Jamison is also involved in initiatives that provide voices and funding to Flint’s city center, as well as food drives and community outreach programs to help support and uplift impoverished or underprivileged areas in the city.

 

“I try to do my best to give people a platform to speak about things going on in the community where they otherwise wouldn’t get the opportunity,” he said. “I worked a lot with countless people in the UAW, dropping off food and coordinating food drop-offs. We married the 81-Show along with [Hurley Children’s Hospital] Children’s Miracle Network in the middle of 2020 in order to raise money. I want to make sure attention is completely drawn to who or what’s going on.

 

“We’re still in the middle of developing [the Community Advisory Task Force], trying to get more people with influence in the area to help develop our ideas. I want to start putting together grant programs for adolescents and out of work people in the area.
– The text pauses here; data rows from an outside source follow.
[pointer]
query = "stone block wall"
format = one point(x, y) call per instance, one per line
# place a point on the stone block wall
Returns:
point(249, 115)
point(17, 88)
There are lots of schools in the area that can help out with aspects of training for skilled labor.”

 

The task force may be in its infancy, but they’re already making moves to connect influential people to ground-level problems in the city. While the group has its roots as a response to simmering tension between police and minorities across the United States, B-Ray has big plans for the future.

 

“In the future, you’ll be able to see a highlight of what’s been plaguing people in Flint, and they’ll have a direct line to us,” said B-Ray. “Ideally I’d like to get these schools back up and going. At least find some grant money to get these schools re-operational and get these areas so they’re livable for Flint residents. We need to stimulate the local housing here and re-stimulate the local schools here, because it’s atrocious.”